Something New
“Hello?” she answered.
“I—Imani?” I choked out.
“Yeah?”
“I need you to come home.”
“What? Why?”
“Isa! Hello?”
I kept trying to find the words but failed repeatedly. After a few minutes of listening to me stutter and stammer, she got annoyed and yelled at me to just spit it out, so I did with tears running down my face.
“No, Imani, you need to listen to me. You need to come home. It’s…it’s Mom.”
She sucked her teeth. “Are you playing with me or just trying to be dramatic right now?”
“I’m serious, Imani,” I trembled.
“You two on speaking terms again? Since when did that happen?”
I sniffed. “No.”
“Then, what about her? What’s wrong with her?”
“She was in an accident, Imani,” I stated as calmly as I could.
The line went dead silent for a few seconds. “H–hello?”
“Is–is she okay?”
That was the million-dollar question. The one question I knew she’d ask but secretly hoped she wouldn’t.
“Isa? Talk to me! What the hell is going on?”
“You need to get on a plane and come home.”
“Is it bad?”
I sighed. “Just come. Book a flight as soon as you can and get here.”
“Okay. I’ll see what I can do and call you back. Bye.”
Imani called me about thirty minutes later and said she had booked a flight. All I could do after that was go home and get some rest. As I made my way down the long corridor, I saw doctors wheeling a man out of surgery, and I stood to the side to allow them to pass by. I tore my eyes down to the man lying on the gurney and saw the same tattoo on his arm as I’d seen on Bleu’s earlier that night. My eyes widened, and I froze as I watched the nurses and doctors racing around, going in and out of the recovery room they wheeled him in, and then two cops took their post outside his door. Once I put it together, I raced over to the officers as quickly as my feet would allow.

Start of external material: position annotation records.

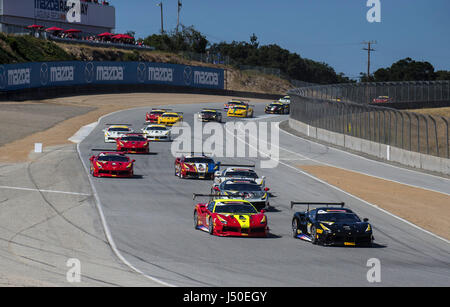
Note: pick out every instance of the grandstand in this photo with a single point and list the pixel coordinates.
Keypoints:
(97, 16)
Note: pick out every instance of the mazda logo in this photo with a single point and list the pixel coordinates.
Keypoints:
(89, 72)
(141, 72)
(187, 75)
(44, 74)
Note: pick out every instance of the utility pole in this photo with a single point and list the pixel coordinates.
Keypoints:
(162, 19)
(178, 15)
(369, 50)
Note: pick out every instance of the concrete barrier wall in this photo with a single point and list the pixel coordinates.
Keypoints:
(378, 150)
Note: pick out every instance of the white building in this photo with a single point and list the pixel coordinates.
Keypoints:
(15, 15)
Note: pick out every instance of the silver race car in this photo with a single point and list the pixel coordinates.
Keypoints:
(247, 189)
(238, 173)
(157, 133)
(115, 131)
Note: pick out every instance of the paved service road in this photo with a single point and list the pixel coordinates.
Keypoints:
(150, 220)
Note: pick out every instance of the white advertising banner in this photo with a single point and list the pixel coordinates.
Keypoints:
(92, 14)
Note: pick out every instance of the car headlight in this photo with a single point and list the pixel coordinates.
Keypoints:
(324, 227)
(222, 220)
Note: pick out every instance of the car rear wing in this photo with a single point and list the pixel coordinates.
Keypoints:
(237, 165)
(236, 195)
(297, 203)
(120, 124)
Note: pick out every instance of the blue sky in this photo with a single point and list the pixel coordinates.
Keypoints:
(329, 31)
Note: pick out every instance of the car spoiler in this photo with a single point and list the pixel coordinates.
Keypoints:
(297, 203)
(237, 195)
(238, 165)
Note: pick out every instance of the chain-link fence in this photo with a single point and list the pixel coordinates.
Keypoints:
(345, 109)
(382, 92)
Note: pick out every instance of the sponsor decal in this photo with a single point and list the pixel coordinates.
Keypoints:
(110, 73)
(62, 73)
(19, 76)
(160, 74)
(187, 75)
(141, 71)
(89, 72)
(206, 78)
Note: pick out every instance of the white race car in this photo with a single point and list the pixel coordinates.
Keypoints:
(115, 131)
(238, 173)
(157, 133)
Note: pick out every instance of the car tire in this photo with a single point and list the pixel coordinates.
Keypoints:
(294, 228)
(314, 236)
(210, 226)
(195, 220)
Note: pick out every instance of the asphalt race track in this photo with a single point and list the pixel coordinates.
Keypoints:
(150, 220)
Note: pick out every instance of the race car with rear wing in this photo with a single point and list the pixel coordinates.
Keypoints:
(238, 172)
(170, 118)
(154, 114)
(115, 131)
(195, 166)
(246, 188)
(210, 115)
(236, 102)
(330, 224)
(276, 108)
(229, 217)
(111, 164)
(157, 133)
(133, 143)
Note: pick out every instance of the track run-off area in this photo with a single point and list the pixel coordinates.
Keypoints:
(149, 218)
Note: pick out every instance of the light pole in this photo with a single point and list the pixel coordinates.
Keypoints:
(178, 15)
(162, 22)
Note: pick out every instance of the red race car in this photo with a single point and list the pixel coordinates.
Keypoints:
(133, 143)
(230, 217)
(111, 164)
(154, 114)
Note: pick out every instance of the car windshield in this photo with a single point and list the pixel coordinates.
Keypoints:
(241, 174)
(245, 187)
(339, 217)
(198, 160)
(234, 207)
(119, 129)
(134, 139)
(113, 158)
(156, 128)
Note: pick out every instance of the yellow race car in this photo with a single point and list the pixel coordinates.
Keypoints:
(244, 110)
(170, 118)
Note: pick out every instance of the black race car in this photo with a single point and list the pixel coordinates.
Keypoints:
(208, 115)
(330, 224)
(276, 108)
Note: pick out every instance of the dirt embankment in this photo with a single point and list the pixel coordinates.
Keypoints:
(236, 80)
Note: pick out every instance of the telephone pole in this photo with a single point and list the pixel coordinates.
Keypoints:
(162, 19)
(178, 15)
(369, 49)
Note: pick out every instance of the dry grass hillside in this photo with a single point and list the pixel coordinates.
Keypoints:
(236, 80)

“Can I see who is in that room?”
“No.”
“You don’t understand! I think I know him!” I panicked.
“Are you family?” he asked, giving me a sympathetic look, but the other remained silent.
“Y–yes! I think that’s my brother in there! Please, I’m the only family he has left!”
“Talk to his doctors,” one said while pointing to the nurse’s station, where four nurses huddled around the small flat screen TV watching the news.
The accident was all the reporter on screen could talk about. There were still helicopters, and dozens of first responder vehicles, including police, ambulances, and fire trucks, lined up and down the bridge. I stood, frozen in place, listening to the reporter run down the entire accident. My mother was coming over the bridge from Seven Pines in the middle of all the heavy rain and thunderstorms and neglected to see the construction worker holding the stop sign on her side of the bridge. To avoid hitting the construction worker, she swerved to the other lane, and the rain caused her car to hydroplane. She jumped the median and crashed into Bleu’s car on the opposite side of the bridge before dying at the scene.